Uterine Fibroid Embolization
WHAT ARE UTERINE FIBROIDS?
Uterine fibroids are very common non-cancerous growths that develop in the muscular wall of the uterus. You might hear them referred to as "fibroids" or by several other names, including leiomyoma, leiomyomata, myoma and fibromyoma. Uterine fibroids can range in size from as small as a quarter to larger than a cantaloupe. In most cases, there is more than one fibroid in the uterus. While fibroids do not always cause symptoms, their size and location can lead to problems for some women, including pain and heavy bleeding.
Of the 600,000 hysterectomies performed annually within the United States, one third are due to symptomatic fibroids. Now there is a proven, non-surgical alternative to hysterectomy for the treatment of symptomatic uterine fibroids, uterine fibroid embolization (UFE). UFE is a safe method and, like other minimally invasive procedures, has significant advantages over conventional surgery.
HOW COMMON ARE UTERINE FIBROIDS?
Uterine fibroids are extremely common. Twenty to 40 percent of women over age 35 have fibroids and can affect up to 80 percent of women by age 50. African American women are at a higher risk for fibroids as many as 50 percent have fibroids of a significant size.
WHAT ARE THE SYMPTOMS?
Most fibroids do not cause symptoms as only 10 to 20 percent of women who have fibroids require treatment.
Common symptoms include:
- Heavy, prolonged menstrual periods
- Intermittent unusual monthly bleeding
- Pelvic pain and pressure
- Fatigue due to anemia
- Pain in the back and legs
- Pain during sexual intercourse
- Bladder pressure leading to a frequent urge to urinate
- Pressure on the bowel, leading to constipation and bloating
- Abnormally enlarged abdomen
HOW ARE UTERINE FIBROIDS DIAGNOSED?
Uterine fibroids are typically suspected after physical examination and clinical symptoms.
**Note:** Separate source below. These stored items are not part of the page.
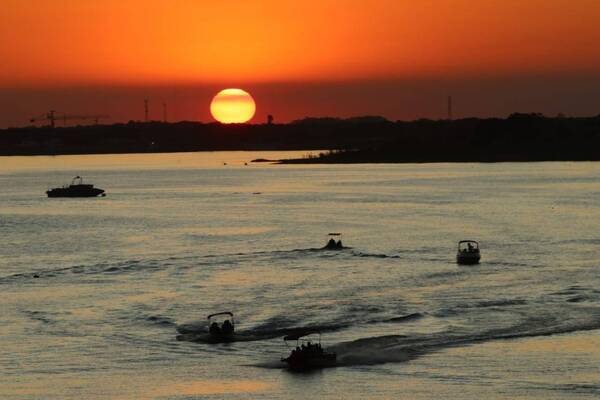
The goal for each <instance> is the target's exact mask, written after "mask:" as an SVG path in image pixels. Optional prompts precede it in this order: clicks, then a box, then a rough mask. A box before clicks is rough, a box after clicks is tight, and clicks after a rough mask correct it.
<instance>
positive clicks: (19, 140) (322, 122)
mask: <svg viewBox="0 0 600 400" xmlns="http://www.w3.org/2000/svg"><path fill="white" fill-rule="evenodd" d="M314 149H320V150H321V153H320V154H319V155H317V156H314V155H307V156H306V157H303V158H299V159H289V160H269V159H256V160H253V162H278V163H281V164H315V163H427V162H501V161H582V160H600V151H598V149H600V116H595V117H566V116H562V115H559V116H556V117H547V116H544V115H542V114H538V113H529V114H521V113H515V114H511V115H510V116H509V117H507V118H463V119H457V120H428V119H421V120H415V121H390V120H387V119H385V118H383V117H378V116H366V117H357V118H348V119H339V118H305V119H301V120H297V121H293V122H291V123H287V124H229V125H226V124H219V123H209V124H204V123H200V122H186V121H183V122H177V123H164V122H134V121H130V122H129V123H126V124H114V125H90V126H75V127H65V128H63V127H55V128H49V127H42V128H40V127H24V128H9V129H4V130H0V155H4V156H10V155H58V154H112V153H164V152H193V151H231V150H248V151H260V150H265V151H267V150H280V151H283V150H306V151H307V153H309V152H310V153H311V154H312V152H314Z"/></svg>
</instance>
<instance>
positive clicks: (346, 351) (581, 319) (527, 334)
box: [254, 307, 600, 368]
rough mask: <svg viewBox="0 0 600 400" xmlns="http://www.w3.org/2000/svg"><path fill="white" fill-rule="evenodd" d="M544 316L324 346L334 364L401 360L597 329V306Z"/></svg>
mask: <svg viewBox="0 0 600 400" xmlns="http://www.w3.org/2000/svg"><path fill="white" fill-rule="evenodd" d="M559 315H563V317H560V316H555V317H550V316H548V315H544V316H542V317H539V316H538V317H536V316H534V317H531V318H528V319H525V320H522V321H519V322H518V323H517V324H515V325H513V326H510V327H506V328H501V327H500V328H492V329H488V330H483V331H480V332H470V333H469V332H464V331H461V330H459V329H452V328H451V329H448V330H446V331H442V332H436V333H432V334H410V335H386V336H378V337H369V338H362V339H357V340H353V341H349V342H342V343H338V344H335V345H332V346H329V347H328V350H330V351H333V352H335V353H336V354H337V363H336V366H337V367H347V366H360V365H378V364H385V363H402V362H407V361H410V360H412V359H414V358H417V357H419V356H422V355H425V354H428V353H432V352H435V351H440V350H443V349H447V348H452V347H460V346H469V345H472V344H476V343H483V342H489V341H494V340H508V339H520V338H528V337H539V336H550V335H557V334H566V333H573V332H577V331H587V330H595V329H600V309H598V308H595V307H594V308H592V307H590V308H582V309H580V310H572V309H571V310H570V312H569V315H568V317H564V315H565V314H559ZM254 366H259V367H264V368H284V367H285V365H283V364H282V363H274V362H266V363H260V364H255V365H254Z"/></svg>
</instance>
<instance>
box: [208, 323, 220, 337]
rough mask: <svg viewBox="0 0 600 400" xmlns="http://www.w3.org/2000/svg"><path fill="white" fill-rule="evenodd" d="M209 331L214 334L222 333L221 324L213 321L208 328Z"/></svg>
mask: <svg viewBox="0 0 600 400" xmlns="http://www.w3.org/2000/svg"><path fill="white" fill-rule="evenodd" d="M208 331H209V332H210V333H212V334H213V335H216V334H219V333H221V328H219V324H217V323H216V322H213V323H212V324H210V328H209V329H208Z"/></svg>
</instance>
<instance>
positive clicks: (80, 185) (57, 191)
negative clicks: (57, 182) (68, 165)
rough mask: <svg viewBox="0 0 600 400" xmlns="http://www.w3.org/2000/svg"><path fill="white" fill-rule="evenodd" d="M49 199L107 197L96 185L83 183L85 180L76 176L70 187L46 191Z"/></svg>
mask: <svg viewBox="0 0 600 400" xmlns="http://www.w3.org/2000/svg"><path fill="white" fill-rule="evenodd" d="M46 194H47V195H48V197H96V196H100V195H101V196H103V197H104V196H106V194H105V193H104V190H103V189H98V188H95V187H94V185H90V184H85V183H83V178H82V177H80V176H76V177H75V178H73V180H72V181H71V184H70V185H65V186H63V187H60V188H54V189H50V190H48V191H46Z"/></svg>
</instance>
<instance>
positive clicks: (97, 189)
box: [46, 188, 104, 197]
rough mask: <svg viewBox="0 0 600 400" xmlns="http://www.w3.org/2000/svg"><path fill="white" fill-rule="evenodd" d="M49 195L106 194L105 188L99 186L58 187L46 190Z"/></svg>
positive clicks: (48, 196)
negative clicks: (78, 186)
mask: <svg viewBox="0 0 600 400" xmlns="http://www.w3.org/2000/svg"><path fill="white" fill-rule="evenodd" d="M46 194H47V195H48V197H98V196H100V195H104V190H102V189H98V188H92V189H70V188H56V189H52V190H48V191H47V192H46Z"/></svg>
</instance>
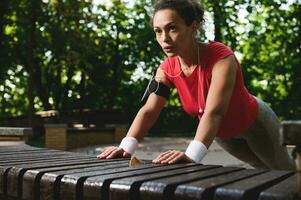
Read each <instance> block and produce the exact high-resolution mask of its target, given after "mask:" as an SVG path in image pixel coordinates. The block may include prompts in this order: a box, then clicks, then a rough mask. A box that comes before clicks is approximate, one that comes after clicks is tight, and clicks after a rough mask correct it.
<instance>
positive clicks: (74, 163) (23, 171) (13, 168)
mask: <svg viewBox="0 0 301 200" xmlns="http://www.w3.org/2000/svg"><path fill="white" fill-rule="evenodd" d="M82 162H86V163H91V162H92V163H96V162H100V161H99V160H97V159H91V158H82V159H78V158H76V157H74V158H70V159H67V158H65V159H64V160H56V159H54V160H52V161H48V162H41V163H34V164H27V165H23V166H22V165H20V166H14V167H11V168H9V169H8V170H7V171H8V172H7V173H6V174H7V175H6V176H4V179H6V183H7V188H6V189H7V190H6V191H5V187H3V188H4V194H7V195H8V196H11V197H18V198H20V197H21V196H22V183H23V181H22V178H23V175H24V173H25V172H26V171H27V170H30V169H36V168H47V167H51V166H53V167H54V166H65V165H72V164H78V163H82Z"/></svg>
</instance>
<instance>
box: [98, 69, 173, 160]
mask: <svg viewBox="0 0 301 200" xmlns="http://www.w3.org/2000/svg"><path fill="white" fill-rule="evenodd" d="M155 79H156V81H158V82H161V83H164V84H165V85H166V86H168V87H170V85H171V84H170V83H169V81H168V80H167V78H166V77H165V74H164V72H163V71H162V70H161V69H160V68H158V69H157V72H156V76H155ZM165 103H166V99H165V98H164V97H162V96H159V95H156V94H155V93H151V94H150V95H149V97H148V99H147V101H146V103H145V105H144V106H142V107H141V108H140V110H139V111H138V113H137V115H136V117H135V119H134V121H133V123H132V124H131V126H130V128H129V130H128V133H127V135H126V137H125V140H123V141H122V143H121V145H120V146H123V147H124V148H121V147H108V148H106V149H105V151H104V152H102V153H101V154H100V155H98V156H97V158H99V159H110V158H116V157H129V156H130V155H131V154H130V152H127V151H126V150H127V148H130V149H131V150H132V149H135V147H133V146H135V145H136V144H137V140H138V141H139V140H141V139H142V138H143V137H144V135H145V134H146V133H147V132H148V131H149V129H150V128H151V127H152V125H153V124H154V123H155V121H156V120H157V118H158V117H159V115H160V112H161V110H162V108H163V107H164V105H165ZM129 146H132V147H129Z"/></svg>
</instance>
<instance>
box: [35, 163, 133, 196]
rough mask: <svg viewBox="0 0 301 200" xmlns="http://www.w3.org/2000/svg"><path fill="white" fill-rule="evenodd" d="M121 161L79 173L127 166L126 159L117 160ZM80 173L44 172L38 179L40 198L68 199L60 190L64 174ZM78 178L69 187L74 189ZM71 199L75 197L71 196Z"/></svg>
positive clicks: (67, 174) (95, 171)
mask: <svg viewBox="0 0 301 200" xmlns="http://www.w3.org/2000/svg"><path fill="white" fill-rule="evenodd" d="M118 162H121V163H120V164H113V165H110V164H109V163H108V165H105V166H103V167H100V168H99V169H96V168H94V169H92V170H86V171H82V172H81V174H97V173H99V171H108V170H113V169H120V168H124V167H126V166H128V160H123V161H118ZM78 174H80V173H78V172H70V173H66V172H56V173H55V174H54V173H46V174H44V175H43V176H42V178H41V180H40V199H43V200H44V199H45V200H47V199H56V200H60V199H61V200H64V199H70V198H65V196H64V195H65V194H64V191H61V190H62V189H61V181H62V179H63V177H64V176H72V175H78ZM78 180H79V181H80V180H81V178H78V179H76V180H75V181H74V183H71V185H72V186H71V189H72V190H76V187H77V183H78ZM48 191H52V192H53V194H51V195H47V192H48ZM71 199H75V197H74V198H71Z"/></svg>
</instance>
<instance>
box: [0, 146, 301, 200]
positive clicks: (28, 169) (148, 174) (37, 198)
mask: <svg viewBox="0 0 301 200" xmlns="http://www.w3.org/2000/svg"><path fill="white" fill-rule="evenodd" d="M0 158H1V159H0V199H8V200H13V199H23V200H33V199H34V200H39V199H40V200H48V199H52V200H53V199H55V200H69V199H76V200H82V199H88V200H96V199H105V200H107V199H112V200H121V199H122V200H125V199H135V200H139V199H143V200H147V199H151V200H154V199H168V200H172V199H185V200H188V199H205V200H239V199H246V200H284V199H285V200H296V199H298V197H297V175H296V173H295V172H292V171H278V170H260V169H244V168H238V167H222V166H218V165H201V164H193V163H190V164H175V165H158V164H157V165H155V164H152V163H150V162H146V164H143V165H139V166H134V167H129V166H128V159H113V160H97V159H96V158H95V156H91V155H84V154H80V153H70V152H65V151H60V150H49V149H43V148H34V147H29V146H27V147H24V146H23V147H20V146H19V147H15V146H12V147H5V148H4V147H0Z"/></svg>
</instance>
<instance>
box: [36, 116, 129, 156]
mask: <svg viewBox="0 0 301 200" xmlns="http://www.w3.org/2000/svg"><path fill="white" fill-rule="evenodd" d="M39 115H40V116H41V117H42V118H43V119H44V128H45V147H47V148H52V149H59V150H68V149H74V148H80V147H87V146H93V145H99V144H112V143H119V142H120V141H121V140H122V138H123V137H124V136H125V135H126V133H127V125H128V121H129V120H130V119H129V116H127V115H126V114H125V113H123V112H118V111H69V112H57V111H44V112H40V113H39Z"/></svg>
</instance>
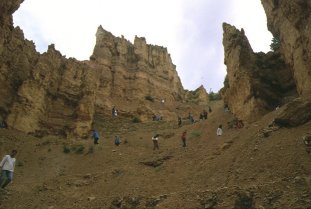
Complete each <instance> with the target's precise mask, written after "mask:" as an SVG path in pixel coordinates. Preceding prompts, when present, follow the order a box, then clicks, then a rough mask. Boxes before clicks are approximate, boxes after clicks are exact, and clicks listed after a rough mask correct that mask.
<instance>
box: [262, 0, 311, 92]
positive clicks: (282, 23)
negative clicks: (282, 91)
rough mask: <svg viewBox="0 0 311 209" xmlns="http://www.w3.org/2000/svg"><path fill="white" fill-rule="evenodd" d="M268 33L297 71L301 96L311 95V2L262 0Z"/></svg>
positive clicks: (289, 64) (285, 58) (290, 62)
They can be confirmed using non-invasive imaging techniques such as ultrasound or MRI. A pelvic MRI is required in all patients being evaluated as potential candidates for uterine fibroid embolization. The MRI provides detailed information concerning the size, number, location and blood supply to the fibroids.
WHAT IS THE TREATMENT FOR UTERINE FIBROIDS?
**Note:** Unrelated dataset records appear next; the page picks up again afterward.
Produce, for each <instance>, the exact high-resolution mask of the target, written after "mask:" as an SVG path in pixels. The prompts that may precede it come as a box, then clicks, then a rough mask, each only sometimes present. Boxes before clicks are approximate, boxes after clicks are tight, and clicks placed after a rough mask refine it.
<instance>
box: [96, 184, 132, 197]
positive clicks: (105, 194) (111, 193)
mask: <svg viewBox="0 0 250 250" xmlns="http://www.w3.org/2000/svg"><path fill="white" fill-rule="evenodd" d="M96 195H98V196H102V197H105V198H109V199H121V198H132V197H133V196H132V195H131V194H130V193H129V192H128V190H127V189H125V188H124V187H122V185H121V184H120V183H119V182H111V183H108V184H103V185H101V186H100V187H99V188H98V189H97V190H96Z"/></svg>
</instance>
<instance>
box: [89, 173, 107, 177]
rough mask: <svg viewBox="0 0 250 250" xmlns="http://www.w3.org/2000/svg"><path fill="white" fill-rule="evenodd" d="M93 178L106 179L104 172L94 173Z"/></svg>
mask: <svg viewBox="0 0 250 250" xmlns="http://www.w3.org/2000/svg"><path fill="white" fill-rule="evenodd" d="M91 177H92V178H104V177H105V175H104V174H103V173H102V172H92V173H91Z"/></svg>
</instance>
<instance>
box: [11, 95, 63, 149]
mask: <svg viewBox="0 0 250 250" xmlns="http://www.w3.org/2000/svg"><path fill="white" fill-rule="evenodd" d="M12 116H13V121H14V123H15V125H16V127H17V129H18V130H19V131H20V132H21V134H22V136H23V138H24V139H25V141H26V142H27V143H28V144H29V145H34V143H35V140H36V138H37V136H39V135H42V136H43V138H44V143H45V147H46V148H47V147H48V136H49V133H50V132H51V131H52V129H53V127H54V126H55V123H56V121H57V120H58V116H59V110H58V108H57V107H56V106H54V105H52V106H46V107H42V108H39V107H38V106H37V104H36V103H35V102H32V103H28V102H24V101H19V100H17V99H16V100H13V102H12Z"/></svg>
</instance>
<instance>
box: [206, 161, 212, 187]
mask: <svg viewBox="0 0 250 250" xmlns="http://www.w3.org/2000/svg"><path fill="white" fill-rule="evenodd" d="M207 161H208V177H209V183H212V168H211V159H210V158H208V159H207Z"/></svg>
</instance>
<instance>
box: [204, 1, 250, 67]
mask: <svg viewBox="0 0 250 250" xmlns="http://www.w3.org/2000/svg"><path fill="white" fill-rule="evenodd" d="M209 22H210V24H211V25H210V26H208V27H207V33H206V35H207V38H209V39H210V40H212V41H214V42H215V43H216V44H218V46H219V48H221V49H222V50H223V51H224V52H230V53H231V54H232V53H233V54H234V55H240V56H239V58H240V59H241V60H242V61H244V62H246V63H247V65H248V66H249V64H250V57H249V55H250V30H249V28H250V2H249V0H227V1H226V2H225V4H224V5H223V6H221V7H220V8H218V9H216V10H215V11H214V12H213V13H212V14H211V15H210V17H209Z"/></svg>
Current uterine fibroid treatment options include:
1. Medical treatment – such as birth control pills and hormone treatments. Symptoms usually return when medical treatment stops and hormone treatments can cause menopause like side effects.
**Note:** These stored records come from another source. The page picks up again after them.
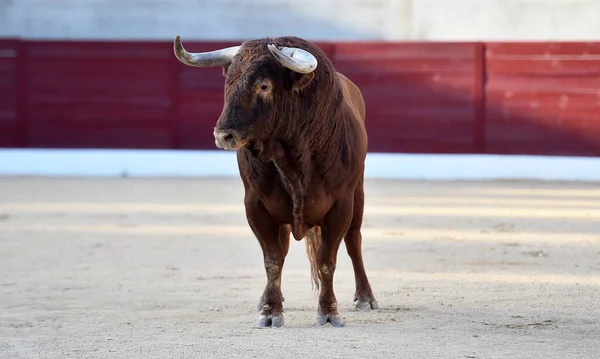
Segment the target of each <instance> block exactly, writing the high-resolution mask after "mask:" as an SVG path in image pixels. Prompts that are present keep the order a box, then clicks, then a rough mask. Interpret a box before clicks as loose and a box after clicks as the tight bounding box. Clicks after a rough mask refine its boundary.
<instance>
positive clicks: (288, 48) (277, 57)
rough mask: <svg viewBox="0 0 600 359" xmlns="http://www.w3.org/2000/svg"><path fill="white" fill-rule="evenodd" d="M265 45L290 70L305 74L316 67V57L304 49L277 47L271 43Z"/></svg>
mask: <svg viewBox="0 0 600 359" xmlns="http://www.w3.org/2000/svg"><path fill="white" fill-rule="evenodd" d="M267 47H268V48H269V51H271V53H272V54H273V56H275V58H276V59H277V61H279V63H280V64H282V65H283V66H285V67H287V68H288V69H290V70H292V71H295V72H299V73H301V74H307V73H310V72H313V71H315V69H316V68H317V58H316V57H315V56H314V55H313V54H311V53H310V52H308V51H306V50H302V49H299V48H297V47H284V46H281V47H277V46H275V45H271V44H269V45H267Z"/></svg>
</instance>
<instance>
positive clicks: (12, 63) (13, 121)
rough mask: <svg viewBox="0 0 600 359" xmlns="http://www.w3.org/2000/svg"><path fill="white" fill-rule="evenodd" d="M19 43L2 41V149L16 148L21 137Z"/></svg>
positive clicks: (1, 103) (1, 95)
mask: <svg viewBox="0 0 600 359" xmlns="http://www.w3.org/2000/svg"><path fill="white" fill-rule="evenodd" d="M18 61H19V41H18V40H13V39H3V40H0V147H15V146H18V145H19V144H20V136H19V115H20V114H19V109H20V107H19V97H18V93H19V68H18V64H19V63H18Z"/></svg>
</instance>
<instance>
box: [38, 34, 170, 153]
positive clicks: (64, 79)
mask: <svg viewBox="0 0 600 359" xmlns="http://www.w3.org/2000/svg"><path fill="white" fill-rule="evenodd" d="M171 60H173V54H172V47H169V46H166V44H165V43H164V42H144V43H129V42H110V41H69V42H61V41H32V42H28V56H27V62H26V66H27V76H28V79H27V94H26V96H27V112H28V116H27V121H28V133H29V143H30V144H31V146H35V147H86V148H89V147H107V148H119V147H120V148H169V147H170V146H171V145H172V138H171V114H172V112H173V111H172V98H171V96H170V84H171V73H170V72H169V71H168V70H167V71H165V68H168V65H169V63H170V62H171Z"/></svg>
2. Surgical Treatment – such as hysterectomy (removal of the uterus) and myomectomy (removal of just the fibroids). These options are generally effective, but do require anesthesia and longer recovery times. Some women are not candidates for myomectomy due to the size, number or location of the fibroids.
3. Uterine Fibroid Embolization - a minimally invasive non-surgical option for treatment with excellent outcomes. Embolization preserves the uterus, is well tolerated and has shorter recovery time. It also provides simultaneous treatment of all fibroids.
WHAT IS UTERINE FIBROID EMBOLIZATION?
Uterine fibroid embolization is performed under twilight sedation and the procedure takes approximately 1-2 hours. A catheter is passed through the femoral artery to the uterus through a tiny incision in the groin. Using X-ray guidance the specific arteries that feed the uterine fibroids are identified and injected with small particles, which are about the size of grains of sand. The particles wedge into those arteries, blocking the flow of blood to the fibroids. This causes the fibroids to shrink and die.
HOW LONG IS RECOVERY?
The recovery varies from woman to woman. Many women resume light activities in a few days, and the majority of women are able to return to normal activities within 7 to 10 days. In comparison, recovery time after a hysterectomy is approximately 6 weeks. Many women will notice a relief of symptoms within 6 weeks after the embolization; however, it takes several months for the fibroids to fully shrink and the full effect of the procedure to be evident. On average, 85-90 percent of women who have had the procedure experience significant or total relief of heavy bleeding, pain and/or bulk-related symptoms. Recent long-term reports demonstrate a 73% symptom resolution rate after five years, which is comparable to the five-year results after myomectomy.